I think really what happened is "we looked at what the Alpha did".  The
Alpha has "memory barriers" and "write memory barriers".  They have the
following semantics:

	MB		Ensure that all pending loads and stores complete
			before any subsequent loads or stores are issued.

	WMB		Ensure that all pending stores complete before
			any subsequent stores are issued.[*]

Note that these instructions do NOT actually flush the store buffer
or accelerate the progress of memory operations .. they only guarantee
a barrier.  To force a flush of the store buffer, you'd have to:

	ldiq	t0, ALPHA_K0SEG_BASE
	mb
	ldq	t0, 0(t0)

i.e. force a load after the barrier.

Anyway, the Alpha bus_space_barrier() is implemented thusly:

	if ((f & BUS_SPACE_BARRIER_READ) != 0)
		alpha_mb();
	else if ((f & BUS_SPACE_BARRIER_WRITE) != 0)
		alpha_wmb();    

Therefore, it is safe to say that the existing semantics are more like:

	BUS_SPACE_BARRIER_RW_RW
 and
	BUS_SPACE_BARRIER_W_W

For most applications, indeed I would say "for the vast majority", this
is quite sufficient.

Editors note: I'm not sure what happens in the case of repeated stores
to or repeated loads from the same address, i.e.:

	load		// 1
	load		// 2
	load		// 3

or

	store		// 1
	store		// 2
	store		// 3

I'm not sure what the Alpha architecture does here -- does it issue those
loads in order (and all of them?)  Similarly for the stores.  I'm pretty
sure it does, but I haven't found text to say either way in the Alpha ARM
(I'm probably just not looking in the right place).
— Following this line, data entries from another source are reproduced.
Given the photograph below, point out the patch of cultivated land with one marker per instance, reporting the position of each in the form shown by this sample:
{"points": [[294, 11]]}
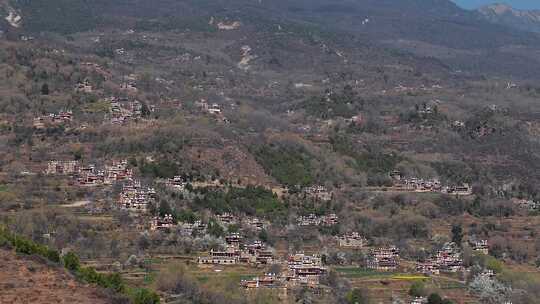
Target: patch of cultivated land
{"points": [[27, 280]]}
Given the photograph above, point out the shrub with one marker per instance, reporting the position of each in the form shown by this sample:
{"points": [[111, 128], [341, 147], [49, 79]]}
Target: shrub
{"points": [[71, 261], [417, 289], [144, 296]]}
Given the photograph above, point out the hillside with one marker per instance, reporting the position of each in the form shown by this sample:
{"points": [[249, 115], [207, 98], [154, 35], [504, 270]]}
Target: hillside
{"points": [[287, 151], [506, 15], [31, 280]]}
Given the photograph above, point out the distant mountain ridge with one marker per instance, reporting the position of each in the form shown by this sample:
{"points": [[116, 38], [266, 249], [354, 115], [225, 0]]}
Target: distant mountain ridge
{"points": [[503, 14]]}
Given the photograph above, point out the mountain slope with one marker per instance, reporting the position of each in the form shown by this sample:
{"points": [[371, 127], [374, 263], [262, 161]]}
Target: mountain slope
{"points": [[505, 15], [429, 29], [25, 280]]}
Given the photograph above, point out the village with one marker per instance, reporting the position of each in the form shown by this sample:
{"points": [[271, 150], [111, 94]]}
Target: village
{"points": [[290, 270]]}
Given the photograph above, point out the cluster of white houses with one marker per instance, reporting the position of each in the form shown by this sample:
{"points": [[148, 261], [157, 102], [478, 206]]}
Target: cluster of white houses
{"points": [[448, 259], [53, 119], [212, 109], [318, 192], [254, 223], [177, 183], [135, 197], [383, 259], [528, 205], [89, 175], [236, 252], [301, 270], [422, 185], [313, 220], [122, 110], [352, 240], [167, 223]]}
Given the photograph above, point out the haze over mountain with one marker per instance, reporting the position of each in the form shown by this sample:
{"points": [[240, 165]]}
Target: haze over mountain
{"points": [[519, 4], [436, 29], [268, 151], [527, 20]]}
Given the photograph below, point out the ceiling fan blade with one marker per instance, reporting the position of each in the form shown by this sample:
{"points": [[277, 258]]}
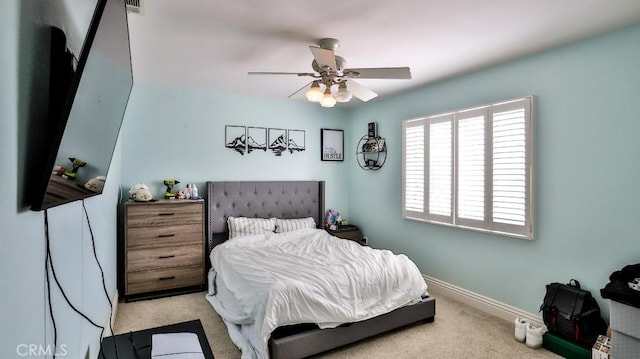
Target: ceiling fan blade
{"points": [[298, 91], [360, 91], [324, 57], [281, 73], [379, 73]]}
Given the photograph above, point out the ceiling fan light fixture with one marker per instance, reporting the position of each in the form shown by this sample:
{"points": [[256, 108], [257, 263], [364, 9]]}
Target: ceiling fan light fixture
{"points": [[328, 100], [314, 94], [343, 94]]}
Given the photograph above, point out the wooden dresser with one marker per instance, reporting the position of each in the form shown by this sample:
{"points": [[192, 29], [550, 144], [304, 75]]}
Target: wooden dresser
{"points": [[164, 247]]}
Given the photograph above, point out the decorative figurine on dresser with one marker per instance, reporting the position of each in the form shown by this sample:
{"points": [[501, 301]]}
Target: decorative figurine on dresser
{"points": [[164, 247]]}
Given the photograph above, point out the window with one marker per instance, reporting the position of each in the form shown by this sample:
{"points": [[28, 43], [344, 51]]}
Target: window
{"points": [[471, 168]]}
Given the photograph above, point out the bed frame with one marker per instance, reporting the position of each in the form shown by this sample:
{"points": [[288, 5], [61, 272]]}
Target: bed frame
{"points": [[297, 199]]}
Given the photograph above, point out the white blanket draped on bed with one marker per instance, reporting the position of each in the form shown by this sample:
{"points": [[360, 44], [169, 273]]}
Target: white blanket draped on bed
{"points": [[307, 276]]}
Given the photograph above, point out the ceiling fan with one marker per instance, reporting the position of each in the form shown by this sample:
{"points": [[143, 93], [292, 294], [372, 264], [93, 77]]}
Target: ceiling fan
{"points": [[329, 71]]}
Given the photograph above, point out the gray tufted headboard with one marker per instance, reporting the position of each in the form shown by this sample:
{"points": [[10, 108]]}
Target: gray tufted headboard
{"points": [[262, 199]]}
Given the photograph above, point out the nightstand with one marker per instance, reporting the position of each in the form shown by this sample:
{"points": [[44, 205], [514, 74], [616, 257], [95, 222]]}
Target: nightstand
{"points": [[348, 231]]}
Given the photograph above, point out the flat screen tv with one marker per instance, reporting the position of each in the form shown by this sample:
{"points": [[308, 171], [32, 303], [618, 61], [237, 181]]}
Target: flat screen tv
{"points": [[86, 109]]}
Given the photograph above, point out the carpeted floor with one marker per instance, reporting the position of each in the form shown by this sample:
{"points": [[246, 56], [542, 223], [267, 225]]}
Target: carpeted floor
{"points": [[459, 331]]}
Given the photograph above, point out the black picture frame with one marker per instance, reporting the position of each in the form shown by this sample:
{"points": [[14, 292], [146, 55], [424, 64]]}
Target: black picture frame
{"points": [[331, 144]]}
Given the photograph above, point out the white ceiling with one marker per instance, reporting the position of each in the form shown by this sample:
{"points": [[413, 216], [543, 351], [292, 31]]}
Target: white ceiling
{"points": [[212, 44]]}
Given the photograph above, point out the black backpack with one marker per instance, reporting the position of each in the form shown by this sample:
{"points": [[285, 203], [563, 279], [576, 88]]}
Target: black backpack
{"points": [[572, 313]]}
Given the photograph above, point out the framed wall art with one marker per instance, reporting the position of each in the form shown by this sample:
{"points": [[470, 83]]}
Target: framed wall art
{"points": [[235, 138], [332, 144]]}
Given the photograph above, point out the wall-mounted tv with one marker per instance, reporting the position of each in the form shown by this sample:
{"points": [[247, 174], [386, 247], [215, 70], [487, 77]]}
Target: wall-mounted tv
{"points": [[85, 112]]}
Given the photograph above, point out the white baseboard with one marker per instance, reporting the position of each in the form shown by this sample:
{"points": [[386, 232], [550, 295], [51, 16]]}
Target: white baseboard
{"points": [[478, 301]]}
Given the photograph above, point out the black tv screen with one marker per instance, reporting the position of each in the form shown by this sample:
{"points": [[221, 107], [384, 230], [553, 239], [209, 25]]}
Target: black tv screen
{"points": [[86, 112]]}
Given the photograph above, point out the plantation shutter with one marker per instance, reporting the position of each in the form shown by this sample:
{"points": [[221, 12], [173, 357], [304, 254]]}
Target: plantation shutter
{"points": [[440, 169], [413, 168], [511, 167], [471, 167]]}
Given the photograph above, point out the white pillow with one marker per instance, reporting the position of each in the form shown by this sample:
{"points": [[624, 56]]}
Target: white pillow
{"points": [[245, 226], [287, 225]]}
[*] The semantics of WMB actually are:

	Ensure that all pending stores to memory-like regions
	complete before any subsequent stores to memory-like
	regions are issued.

	Ensure that all pending stores to non-memory-like regions
	complete before any subsequent stores to non-memory-like
	regions are issued.

	[The ordering of stores with respect to memory-like vs.
	non-memory-like is not specified by WMB.  But for the
	purposes of bus_space, we don't really need to make this
	distinction.  --thorpej]

 > 
 > Isn't the real issue here to document a hierarcy of barriers, which
 > define how an implementation should "round up" a requested barrier to
 > what the hardware can acutally do?  (Isn't that what the current
 > discussion really illustrates?)

-- 
        -- Jason R. Thorpe <thorpej@wasabisystems.com>